Rayhane-mamah / Tacotron-2

DeepMind's Tacotron-2 Tensorflow implementation
MIT License
2.27k stars 905 forks source link

Here is a bug on linear loss computation #113

Closed begeekmyfriend closed 6 years ago

begeekmyfriend commented 6 years ago

In the expression computing linear loss, num_mels should have been num_freq. See Keith Ito's version. It seems that this model does not compute the loss including effective bandwidth of the audio.

Yeongtae commented 6 years ago

@begeekmyfriend how to fix it? just replace num_mels to num_freq? When we fix it, what is the improvement compare with the previous one?

In my opinion, The tacotorn part converges well unlike the wavenet_vocoder part.

begeekmyfriend commented 6 years ago

linear_loss = 0.5 tf.reduce_mean(l1) + 0.5 tf.reduce_mean(l1[:,:,0:n_priority_freq])

This expression means we use 0.5 weight of the whole bandwidth of the frequency plus the remaining 0.5 weight of the priority bandwidth of the frequency as the complete linear loss to train the model. The num_freq factor would make influence on the bandwidth. So in my humble opinion, the higher frequency of the targets would be taken part in fitting the ground truth audio. Therefore Keith Ito's version is all you need.

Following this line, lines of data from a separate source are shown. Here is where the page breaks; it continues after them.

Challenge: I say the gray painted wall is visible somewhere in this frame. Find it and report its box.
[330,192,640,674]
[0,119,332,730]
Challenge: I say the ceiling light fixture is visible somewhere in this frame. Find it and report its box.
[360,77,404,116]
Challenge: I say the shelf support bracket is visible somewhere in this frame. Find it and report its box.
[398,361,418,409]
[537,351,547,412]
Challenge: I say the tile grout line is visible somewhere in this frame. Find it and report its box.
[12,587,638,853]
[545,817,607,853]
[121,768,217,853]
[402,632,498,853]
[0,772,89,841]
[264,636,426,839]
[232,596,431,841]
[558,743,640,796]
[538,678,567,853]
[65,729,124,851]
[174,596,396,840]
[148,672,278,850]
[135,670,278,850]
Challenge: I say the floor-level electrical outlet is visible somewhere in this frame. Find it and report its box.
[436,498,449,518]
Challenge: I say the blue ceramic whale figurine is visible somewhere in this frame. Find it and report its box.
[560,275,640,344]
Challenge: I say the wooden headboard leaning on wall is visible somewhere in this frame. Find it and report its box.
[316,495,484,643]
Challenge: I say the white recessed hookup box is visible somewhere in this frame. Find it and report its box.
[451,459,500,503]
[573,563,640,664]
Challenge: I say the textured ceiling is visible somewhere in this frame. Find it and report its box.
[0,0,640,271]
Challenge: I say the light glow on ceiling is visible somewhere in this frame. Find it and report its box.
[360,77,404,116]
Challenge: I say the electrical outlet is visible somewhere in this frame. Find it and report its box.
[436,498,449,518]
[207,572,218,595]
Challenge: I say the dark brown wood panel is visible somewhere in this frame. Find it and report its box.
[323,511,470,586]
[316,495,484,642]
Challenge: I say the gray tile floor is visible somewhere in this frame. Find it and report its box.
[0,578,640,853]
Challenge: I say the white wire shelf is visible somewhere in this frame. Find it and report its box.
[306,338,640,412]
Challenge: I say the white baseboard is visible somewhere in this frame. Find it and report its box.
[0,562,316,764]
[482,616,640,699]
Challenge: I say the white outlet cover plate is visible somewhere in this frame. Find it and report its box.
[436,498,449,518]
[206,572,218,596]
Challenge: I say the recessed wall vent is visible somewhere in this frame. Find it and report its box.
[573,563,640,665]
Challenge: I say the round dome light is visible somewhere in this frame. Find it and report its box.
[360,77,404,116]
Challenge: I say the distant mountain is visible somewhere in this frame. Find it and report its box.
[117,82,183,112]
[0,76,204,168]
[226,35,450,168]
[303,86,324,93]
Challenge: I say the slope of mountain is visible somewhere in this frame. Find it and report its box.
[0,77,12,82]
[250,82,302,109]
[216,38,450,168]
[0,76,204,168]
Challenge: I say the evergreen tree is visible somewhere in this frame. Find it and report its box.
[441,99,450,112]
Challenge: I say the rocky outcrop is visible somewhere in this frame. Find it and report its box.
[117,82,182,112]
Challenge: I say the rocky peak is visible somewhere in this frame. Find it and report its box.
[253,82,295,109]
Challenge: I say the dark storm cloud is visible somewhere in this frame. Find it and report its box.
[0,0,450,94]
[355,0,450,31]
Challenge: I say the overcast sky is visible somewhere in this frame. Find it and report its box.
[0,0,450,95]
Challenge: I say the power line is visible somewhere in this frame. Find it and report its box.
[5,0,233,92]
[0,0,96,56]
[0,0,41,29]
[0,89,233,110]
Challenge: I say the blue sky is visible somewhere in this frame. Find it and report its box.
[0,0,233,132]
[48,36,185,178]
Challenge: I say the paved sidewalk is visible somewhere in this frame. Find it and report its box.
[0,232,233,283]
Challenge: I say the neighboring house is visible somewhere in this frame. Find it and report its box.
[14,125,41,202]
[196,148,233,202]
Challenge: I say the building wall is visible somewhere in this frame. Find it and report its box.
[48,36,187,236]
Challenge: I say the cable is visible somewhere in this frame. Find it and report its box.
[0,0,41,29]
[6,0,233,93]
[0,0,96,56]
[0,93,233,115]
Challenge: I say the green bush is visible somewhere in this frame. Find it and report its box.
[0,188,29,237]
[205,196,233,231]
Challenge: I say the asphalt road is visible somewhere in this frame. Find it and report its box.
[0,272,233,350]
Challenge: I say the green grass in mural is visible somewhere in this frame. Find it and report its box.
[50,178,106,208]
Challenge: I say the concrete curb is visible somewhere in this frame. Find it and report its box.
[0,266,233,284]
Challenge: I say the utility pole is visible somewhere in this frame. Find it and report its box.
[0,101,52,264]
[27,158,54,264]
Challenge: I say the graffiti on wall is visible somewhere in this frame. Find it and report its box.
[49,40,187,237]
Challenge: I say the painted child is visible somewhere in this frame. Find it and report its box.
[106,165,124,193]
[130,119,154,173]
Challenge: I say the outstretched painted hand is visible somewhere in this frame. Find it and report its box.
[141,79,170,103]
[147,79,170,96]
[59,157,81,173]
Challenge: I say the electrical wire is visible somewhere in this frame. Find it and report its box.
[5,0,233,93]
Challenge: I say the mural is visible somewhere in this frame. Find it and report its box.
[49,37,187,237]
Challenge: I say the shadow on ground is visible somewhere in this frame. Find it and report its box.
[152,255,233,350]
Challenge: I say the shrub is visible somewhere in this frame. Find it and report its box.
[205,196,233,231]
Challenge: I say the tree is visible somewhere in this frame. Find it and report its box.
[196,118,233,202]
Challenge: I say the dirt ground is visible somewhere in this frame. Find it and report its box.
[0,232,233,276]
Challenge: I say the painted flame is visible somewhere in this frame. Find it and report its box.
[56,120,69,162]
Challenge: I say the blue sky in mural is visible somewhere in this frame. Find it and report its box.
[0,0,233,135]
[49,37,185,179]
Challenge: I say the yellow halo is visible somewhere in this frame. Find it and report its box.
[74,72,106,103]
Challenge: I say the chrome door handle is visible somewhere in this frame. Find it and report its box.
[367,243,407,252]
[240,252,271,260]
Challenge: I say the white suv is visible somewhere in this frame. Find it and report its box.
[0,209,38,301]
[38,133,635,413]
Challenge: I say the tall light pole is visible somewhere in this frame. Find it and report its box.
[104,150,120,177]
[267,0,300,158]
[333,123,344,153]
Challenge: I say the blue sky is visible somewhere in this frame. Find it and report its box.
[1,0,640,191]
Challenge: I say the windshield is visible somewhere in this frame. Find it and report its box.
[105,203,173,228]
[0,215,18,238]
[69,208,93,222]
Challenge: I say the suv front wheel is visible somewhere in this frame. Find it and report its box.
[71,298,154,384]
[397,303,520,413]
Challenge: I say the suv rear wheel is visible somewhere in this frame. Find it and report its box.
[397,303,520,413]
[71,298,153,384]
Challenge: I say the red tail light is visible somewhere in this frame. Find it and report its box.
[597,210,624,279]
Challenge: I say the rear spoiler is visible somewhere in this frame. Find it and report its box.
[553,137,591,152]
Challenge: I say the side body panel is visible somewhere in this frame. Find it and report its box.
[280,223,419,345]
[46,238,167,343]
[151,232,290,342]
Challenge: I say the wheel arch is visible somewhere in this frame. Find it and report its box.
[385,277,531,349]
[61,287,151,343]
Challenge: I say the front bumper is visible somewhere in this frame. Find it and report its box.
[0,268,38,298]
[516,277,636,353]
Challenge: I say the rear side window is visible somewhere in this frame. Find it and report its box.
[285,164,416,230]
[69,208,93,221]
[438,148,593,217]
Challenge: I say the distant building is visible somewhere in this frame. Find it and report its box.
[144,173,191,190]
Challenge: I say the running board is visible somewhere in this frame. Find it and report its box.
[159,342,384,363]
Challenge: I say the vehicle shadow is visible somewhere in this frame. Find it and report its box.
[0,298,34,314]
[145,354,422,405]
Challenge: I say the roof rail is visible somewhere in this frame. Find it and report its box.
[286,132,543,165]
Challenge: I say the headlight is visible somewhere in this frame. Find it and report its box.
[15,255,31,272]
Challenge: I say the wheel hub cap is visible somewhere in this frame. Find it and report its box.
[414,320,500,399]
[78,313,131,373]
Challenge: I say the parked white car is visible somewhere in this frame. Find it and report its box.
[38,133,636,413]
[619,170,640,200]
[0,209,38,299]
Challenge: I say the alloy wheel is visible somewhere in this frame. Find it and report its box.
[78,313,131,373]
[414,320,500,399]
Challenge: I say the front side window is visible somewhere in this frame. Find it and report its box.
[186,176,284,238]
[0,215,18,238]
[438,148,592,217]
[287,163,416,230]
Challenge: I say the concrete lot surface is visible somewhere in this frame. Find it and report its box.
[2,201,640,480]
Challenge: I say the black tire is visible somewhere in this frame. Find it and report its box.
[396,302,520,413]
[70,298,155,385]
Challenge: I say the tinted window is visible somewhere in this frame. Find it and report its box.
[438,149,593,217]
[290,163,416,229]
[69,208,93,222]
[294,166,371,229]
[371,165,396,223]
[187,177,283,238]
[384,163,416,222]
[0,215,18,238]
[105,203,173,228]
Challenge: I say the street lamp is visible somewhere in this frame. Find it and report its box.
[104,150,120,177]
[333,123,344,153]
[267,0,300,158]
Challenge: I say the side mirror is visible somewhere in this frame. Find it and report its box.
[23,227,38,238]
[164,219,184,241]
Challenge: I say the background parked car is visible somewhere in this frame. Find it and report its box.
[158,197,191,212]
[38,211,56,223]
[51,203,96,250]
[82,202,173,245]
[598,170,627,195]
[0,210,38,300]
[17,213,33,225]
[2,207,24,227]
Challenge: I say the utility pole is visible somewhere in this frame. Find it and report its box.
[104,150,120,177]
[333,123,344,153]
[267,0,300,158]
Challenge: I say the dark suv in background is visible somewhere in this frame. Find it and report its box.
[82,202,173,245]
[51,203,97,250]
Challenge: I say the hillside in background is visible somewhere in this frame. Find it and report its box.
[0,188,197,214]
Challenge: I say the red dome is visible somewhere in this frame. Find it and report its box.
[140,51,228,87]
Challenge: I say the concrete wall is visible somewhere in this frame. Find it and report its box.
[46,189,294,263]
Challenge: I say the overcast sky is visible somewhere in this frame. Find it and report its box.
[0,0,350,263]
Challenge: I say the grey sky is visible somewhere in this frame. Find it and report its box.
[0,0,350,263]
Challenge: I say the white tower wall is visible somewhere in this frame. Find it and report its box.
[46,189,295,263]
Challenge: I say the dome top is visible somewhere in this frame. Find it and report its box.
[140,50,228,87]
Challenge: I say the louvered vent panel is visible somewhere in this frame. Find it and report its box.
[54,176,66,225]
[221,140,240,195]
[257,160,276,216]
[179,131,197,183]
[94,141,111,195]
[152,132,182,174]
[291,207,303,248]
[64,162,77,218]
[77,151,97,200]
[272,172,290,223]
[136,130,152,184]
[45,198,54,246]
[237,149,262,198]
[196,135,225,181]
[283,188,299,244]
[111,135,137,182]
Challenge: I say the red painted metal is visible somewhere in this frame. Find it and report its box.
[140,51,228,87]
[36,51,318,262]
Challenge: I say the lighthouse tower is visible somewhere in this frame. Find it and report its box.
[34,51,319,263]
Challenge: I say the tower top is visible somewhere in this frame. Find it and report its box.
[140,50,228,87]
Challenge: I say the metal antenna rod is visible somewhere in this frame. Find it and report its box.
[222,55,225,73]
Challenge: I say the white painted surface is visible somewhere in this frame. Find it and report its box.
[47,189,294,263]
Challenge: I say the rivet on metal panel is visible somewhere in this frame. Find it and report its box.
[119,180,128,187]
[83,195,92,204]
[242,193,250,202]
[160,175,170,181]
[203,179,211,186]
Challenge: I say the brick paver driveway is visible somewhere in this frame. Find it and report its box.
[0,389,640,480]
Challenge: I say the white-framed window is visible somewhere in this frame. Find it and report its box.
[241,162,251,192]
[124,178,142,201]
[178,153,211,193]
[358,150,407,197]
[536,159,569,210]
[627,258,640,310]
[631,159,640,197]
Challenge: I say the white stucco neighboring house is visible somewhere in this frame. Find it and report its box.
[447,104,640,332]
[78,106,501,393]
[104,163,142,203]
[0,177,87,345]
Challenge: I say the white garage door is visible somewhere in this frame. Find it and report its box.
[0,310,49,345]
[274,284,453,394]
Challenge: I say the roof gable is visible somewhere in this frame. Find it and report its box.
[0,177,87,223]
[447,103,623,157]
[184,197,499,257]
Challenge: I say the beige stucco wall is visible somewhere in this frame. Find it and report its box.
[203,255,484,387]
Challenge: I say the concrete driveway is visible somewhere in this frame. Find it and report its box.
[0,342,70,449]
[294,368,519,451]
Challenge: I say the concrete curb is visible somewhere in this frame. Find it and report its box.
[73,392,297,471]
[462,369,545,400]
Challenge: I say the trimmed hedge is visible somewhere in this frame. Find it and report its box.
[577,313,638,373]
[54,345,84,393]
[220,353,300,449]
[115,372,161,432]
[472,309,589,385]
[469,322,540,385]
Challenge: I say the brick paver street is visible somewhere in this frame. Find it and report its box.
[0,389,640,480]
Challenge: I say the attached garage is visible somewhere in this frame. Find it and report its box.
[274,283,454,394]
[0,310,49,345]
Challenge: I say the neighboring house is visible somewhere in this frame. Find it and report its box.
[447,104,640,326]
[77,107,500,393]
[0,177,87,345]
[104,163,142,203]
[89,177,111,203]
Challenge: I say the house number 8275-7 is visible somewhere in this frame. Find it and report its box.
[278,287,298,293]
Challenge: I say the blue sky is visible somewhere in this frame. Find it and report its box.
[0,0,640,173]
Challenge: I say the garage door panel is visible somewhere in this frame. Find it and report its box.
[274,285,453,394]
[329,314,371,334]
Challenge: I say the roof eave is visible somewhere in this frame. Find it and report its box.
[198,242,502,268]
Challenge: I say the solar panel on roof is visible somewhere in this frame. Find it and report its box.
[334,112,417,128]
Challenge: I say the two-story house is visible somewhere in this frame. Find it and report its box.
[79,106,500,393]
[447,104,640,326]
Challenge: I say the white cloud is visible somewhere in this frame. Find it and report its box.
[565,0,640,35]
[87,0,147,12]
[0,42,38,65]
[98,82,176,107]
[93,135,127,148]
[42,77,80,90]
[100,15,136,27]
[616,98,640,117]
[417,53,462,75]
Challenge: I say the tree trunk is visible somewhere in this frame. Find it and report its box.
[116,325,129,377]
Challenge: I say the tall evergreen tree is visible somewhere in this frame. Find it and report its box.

Yeongtae commented 6 years ago

@begeekmyfriend Thank you for your good opinion. did you test it? did it reduce noise the result such as 'step-xxxx-wave-from-mels'??

begeekmyfriend commented 6 years ago

It does nothing with the mel outputs. By the way, the quality of linear outputs typically perform better than mel ones. By the way, here is my hyper parameters (under testing). We can see that I use 2048 fft size and 1025 number of frequency with Griffin-Lim vocoder.

    #Audio
    num_mels = 80, #Number of mel-spectrogram channels and local conditioning dimensionality
    num_freq = 1025, # (= n_fft / 2 + 1) only used when adding linear spectrograms post processing network
    rescale = True, #Whether to rescale audio prior to preprocessing
    rescaling_max = 0.999, #Rescaling value
    trim_silence = True, #Whether to clip silence in Audio (at beginning and end of audio only, not the middle)
    clip_mels_length = True, #For cases of OOM (Not really recommended, working on a workaround)
    max_mel_frames = 960,  #Only relevant when clip_mels_length = True

    # Use LWS (https://github.com/Jonathan-LeRoux/lws) for STFT and phase reconstruction
    # It's preferred to set True to use with https://github.com/r9y9/wavenet_vocoder
    # Does not work if n_ffit is not multiple of hop_size!!
    use_lws=False,
    silence_threshold=2, #silence threshold used for sound trimming for wavenet preprocessing

    #Mel spectrogram
    n_fft = 2048, #Extra window size is filled with 0 paddings to match this parameter
    hop_size = None, #For 22050Hz, 275 ~= 12.5 ms
    win_size = 1100, #For 22050Hz, 1100 ~= 50 ms (If None, win_size = n_fft)
    sample_rate = 22050, #22050 Hz (corresponding to ljspeech dataset)
    frame_shift_ms = 12.5,
Yeongtae commented 6 years ago

image @begeekmyfriend does it affect this part? Thanks a lot.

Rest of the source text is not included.